Henüz daha dört yaşındayken eline aldığı gitarın müzik hayatını şekillendireceğinden habersizdi. Ama ailesi onun müziğe yatkınlığını keşfetti ve bu doğrultuda onu yönlendirdiler. Çağla Karaali'nin müzik macerası böyle başladı. Çağla altı yaşında Devlet Konservatuvarı'nda piyano bölümüne başladı. Konservatuvara ait olmadığını anlayınca eğitimini yarıda bıraktı. Bu esnada gitar eğitimine devam etti ama hep içinde beslediği şarkı söyleme isteğini nihayet filizlendirdi. Misafir olarak gittiği caz atölyesinde caz vokale meraklandı, herkes gibi kendisine yöneltilen eğitim modelinden meslekler seçmek yerine örgün öğretimi bırakarak açık liseye yazıldı.

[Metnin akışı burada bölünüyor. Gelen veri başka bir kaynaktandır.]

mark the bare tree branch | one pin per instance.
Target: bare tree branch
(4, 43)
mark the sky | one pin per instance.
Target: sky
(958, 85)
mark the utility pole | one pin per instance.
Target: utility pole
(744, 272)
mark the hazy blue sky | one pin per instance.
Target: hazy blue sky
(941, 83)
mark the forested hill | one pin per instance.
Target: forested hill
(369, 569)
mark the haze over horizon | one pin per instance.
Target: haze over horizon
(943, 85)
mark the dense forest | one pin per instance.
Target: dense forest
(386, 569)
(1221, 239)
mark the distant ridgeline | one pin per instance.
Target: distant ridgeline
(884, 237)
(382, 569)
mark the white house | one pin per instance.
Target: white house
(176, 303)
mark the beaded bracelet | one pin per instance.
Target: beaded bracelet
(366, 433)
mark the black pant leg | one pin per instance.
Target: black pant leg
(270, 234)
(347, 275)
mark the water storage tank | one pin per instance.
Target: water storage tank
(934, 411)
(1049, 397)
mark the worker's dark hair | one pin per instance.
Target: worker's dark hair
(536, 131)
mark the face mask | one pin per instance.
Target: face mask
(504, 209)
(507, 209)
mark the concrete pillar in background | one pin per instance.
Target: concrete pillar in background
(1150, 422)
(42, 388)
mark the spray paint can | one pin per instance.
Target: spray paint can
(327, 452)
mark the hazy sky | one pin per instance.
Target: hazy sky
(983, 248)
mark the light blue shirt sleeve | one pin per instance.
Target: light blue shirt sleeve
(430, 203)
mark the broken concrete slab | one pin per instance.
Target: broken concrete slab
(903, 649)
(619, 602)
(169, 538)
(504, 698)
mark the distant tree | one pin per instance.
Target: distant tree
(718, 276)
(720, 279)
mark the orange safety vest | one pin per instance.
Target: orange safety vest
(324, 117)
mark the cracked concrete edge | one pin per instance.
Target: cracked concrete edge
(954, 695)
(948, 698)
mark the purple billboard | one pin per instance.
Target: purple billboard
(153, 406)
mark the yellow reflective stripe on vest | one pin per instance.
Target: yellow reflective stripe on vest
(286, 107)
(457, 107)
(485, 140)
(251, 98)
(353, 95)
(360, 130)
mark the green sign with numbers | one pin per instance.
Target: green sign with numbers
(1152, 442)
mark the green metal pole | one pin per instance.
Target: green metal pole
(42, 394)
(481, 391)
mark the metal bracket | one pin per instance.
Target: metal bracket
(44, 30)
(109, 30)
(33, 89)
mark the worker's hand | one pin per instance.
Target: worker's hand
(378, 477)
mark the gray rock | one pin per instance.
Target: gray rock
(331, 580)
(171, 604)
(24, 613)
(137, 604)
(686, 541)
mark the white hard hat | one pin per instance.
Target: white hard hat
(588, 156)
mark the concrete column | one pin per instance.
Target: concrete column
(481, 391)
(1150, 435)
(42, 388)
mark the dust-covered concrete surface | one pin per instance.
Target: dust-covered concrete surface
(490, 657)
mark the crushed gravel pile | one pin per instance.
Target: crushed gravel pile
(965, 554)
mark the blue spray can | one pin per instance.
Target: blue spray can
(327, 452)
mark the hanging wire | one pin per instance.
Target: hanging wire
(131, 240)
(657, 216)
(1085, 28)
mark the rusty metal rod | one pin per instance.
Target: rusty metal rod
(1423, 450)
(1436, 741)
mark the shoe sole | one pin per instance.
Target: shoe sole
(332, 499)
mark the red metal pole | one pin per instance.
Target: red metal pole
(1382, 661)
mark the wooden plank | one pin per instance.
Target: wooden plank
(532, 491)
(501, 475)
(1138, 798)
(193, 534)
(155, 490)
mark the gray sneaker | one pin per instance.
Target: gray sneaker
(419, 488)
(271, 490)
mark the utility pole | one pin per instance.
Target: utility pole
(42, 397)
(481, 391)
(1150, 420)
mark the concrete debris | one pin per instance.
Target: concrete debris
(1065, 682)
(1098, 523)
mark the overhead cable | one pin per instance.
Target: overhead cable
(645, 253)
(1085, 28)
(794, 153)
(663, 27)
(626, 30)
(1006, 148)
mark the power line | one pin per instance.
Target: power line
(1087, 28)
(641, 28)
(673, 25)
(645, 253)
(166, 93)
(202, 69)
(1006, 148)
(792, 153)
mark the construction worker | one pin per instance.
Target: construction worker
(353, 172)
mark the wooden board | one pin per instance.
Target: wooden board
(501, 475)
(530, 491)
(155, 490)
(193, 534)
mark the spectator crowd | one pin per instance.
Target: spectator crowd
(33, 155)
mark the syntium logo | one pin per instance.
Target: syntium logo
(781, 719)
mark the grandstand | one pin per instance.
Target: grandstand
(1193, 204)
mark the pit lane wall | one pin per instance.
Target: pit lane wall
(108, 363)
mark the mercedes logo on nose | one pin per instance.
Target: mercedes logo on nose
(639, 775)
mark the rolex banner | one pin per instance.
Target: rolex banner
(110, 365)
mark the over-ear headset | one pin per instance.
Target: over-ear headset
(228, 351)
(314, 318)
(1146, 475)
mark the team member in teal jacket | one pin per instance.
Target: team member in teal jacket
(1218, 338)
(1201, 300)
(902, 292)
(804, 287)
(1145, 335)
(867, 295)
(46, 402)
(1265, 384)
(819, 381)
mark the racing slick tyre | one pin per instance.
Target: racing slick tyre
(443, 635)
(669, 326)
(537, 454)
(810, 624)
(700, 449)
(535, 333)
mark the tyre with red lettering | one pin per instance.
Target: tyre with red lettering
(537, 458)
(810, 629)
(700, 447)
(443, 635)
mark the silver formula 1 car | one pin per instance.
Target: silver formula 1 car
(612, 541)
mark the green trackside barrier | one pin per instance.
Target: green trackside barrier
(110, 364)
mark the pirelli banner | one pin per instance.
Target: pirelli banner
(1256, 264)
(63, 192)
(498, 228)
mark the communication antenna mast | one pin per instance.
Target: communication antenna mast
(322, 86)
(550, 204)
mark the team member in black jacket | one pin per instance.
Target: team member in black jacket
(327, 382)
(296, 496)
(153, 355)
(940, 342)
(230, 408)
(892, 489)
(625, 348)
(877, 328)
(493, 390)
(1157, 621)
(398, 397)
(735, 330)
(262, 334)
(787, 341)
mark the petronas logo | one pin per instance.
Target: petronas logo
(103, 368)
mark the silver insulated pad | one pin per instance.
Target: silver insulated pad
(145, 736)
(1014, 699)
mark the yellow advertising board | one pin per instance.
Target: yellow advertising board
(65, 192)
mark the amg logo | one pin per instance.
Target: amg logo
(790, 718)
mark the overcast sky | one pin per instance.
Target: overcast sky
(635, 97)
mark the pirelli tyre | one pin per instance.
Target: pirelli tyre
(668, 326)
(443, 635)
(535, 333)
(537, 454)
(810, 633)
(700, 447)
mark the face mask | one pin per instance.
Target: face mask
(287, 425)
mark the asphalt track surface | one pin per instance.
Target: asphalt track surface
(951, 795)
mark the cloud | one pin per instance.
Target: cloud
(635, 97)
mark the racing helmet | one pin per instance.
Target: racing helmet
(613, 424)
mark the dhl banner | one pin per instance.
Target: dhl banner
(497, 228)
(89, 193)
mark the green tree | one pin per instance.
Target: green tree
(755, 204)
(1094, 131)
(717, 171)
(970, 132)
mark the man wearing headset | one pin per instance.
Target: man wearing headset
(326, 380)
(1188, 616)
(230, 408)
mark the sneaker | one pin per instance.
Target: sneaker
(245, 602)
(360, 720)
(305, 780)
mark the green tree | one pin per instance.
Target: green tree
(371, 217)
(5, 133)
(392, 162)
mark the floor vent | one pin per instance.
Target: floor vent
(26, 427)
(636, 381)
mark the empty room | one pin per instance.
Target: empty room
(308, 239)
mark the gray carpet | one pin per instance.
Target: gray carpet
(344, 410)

Karaali, hayalinin peşinden giderek derece yaptığı Genç Caz Vokal Yarışması'yla Türkiye'yi, Letonya'nın başkenti Riga'da düzenlenen Jazz Stage Yarışması'nda temsil edecek. Yakın arkadaşlarıyla beraber kurduğu müzik grubu JAPA ile müzik hayatına devam ederken biz de Çağla Karaali'yle buluşarak hikayesini konuştuk.
- Herkes öğrenmek için okula gidiyor siz ise "Öğrenmek için okulu bıraktım" demişsiniz. Okulu neden bıraktınız?
- Kendime vakit ayırmak, en başta da günün sekiz saati okula gidip programda ne varsa onu yapmak değil, kendi öğrenmek istediklerimi öğrenebilmek için bıraktım okulu.
- Okulu bırakmanın size nasıl etkileri oldu?
- Sabah kalktığımda o günü nasıl geçirmek istiyorsam, o gün neler çalışmak istiyorsam günümü öyle planlayabiliyorum ve vaktimi daha verimli kullanabiliyorum.
- Okulu bırakmanıza ailenizin ve çevrenizin tepkisi nasıl oldu?
- Genel olarak ailem destek çıktı. Çevremin tepkisi ise değişkendi "Çok doğru bir karar verdin" diyerek beni destekleyenler ve kararımın kendilerine çok yanlış geldiğini belirtenler de oldu. Arkadaşlarımın çoğu da destek oldular...
- Kendinizi müziğin içinde bulma süreci nasıl gelişti?
- İlk olarak gitar dersleri aldım Dört yaşımdayken fakat bir yandan da hep şarkı söylemek istiyordum. Daha sonra altı yaşımda konservatuvara girdim ama bir sene sonra oradan çıkmak istedim çünkü klasik müzik odaklı ve çok disiplinli bir eğitim vardı yaşım da küçük olunca kaldıramadım. Sonrasında caz vokal ilgimi çekmeye başladı ve standartlar üzerine yöneldim. Bahçeşehir Üniversitesi Caz Sertfika Programı'na girerek Cem Aksel'den davul dersleri almaya başladım, bir süredir hem davul çalıp hem de vokal yapıyorum.
- Sekiz yaşınızdayken kendinizden yaşça büyüklerin olduğu bir grupta solist olarak yer aldınız. Bu size neler hissettirdi?
- Social Inclusion Band bir sosyal sorumluluk projesiydi. Benim için müthiş bir fırsattı, birçok iyi müzisyenle aynı sahneyi paylaşma şansı yakalayabildim o proje sayesinde.
- Peki, şu anda neler yapıyorsunuz?
- Vokal olarak yer aldığım caz punk projesi olan DAEM bir de JAPA isimli kendi projem var, çok yakın olduğum iki arkadaşımla beraber kurduğumuz bir trio. Bu trio caz ve modern parçaları da aranje ettiğimiz bir proje.
- Genç Caz Vokal Yarışması'nda derece almanızla Letonya'da düzenlenen Riga Jazz Stage'de Türkiye'yi temsil hakkı kazandınız. Bunun sizin için anlamı nedir?
- Benimle aynı ilgi alanına sahip ve bu konuda çaba sarf eden akranlarımla tanışacak olmak beni çok heyecanlandırıyor. Farklı geleneklerden gelip birlikte müzik yapacağız...
- Gelecekte müziğe dair planlarınız neler?
- Çok uzun vadeli planlar yapmadım ve yapmayı düşünmüyorum ama şimdilik benim için önemli olan, yeni kurduğumuz triomuz JAPA. Onu geliştirebilmek, hedefimiz olan mekanlarda sahne alabilmek, beraber bizi heyecanlandıracak yeni müzikler çıkarabilmek diyebilirim.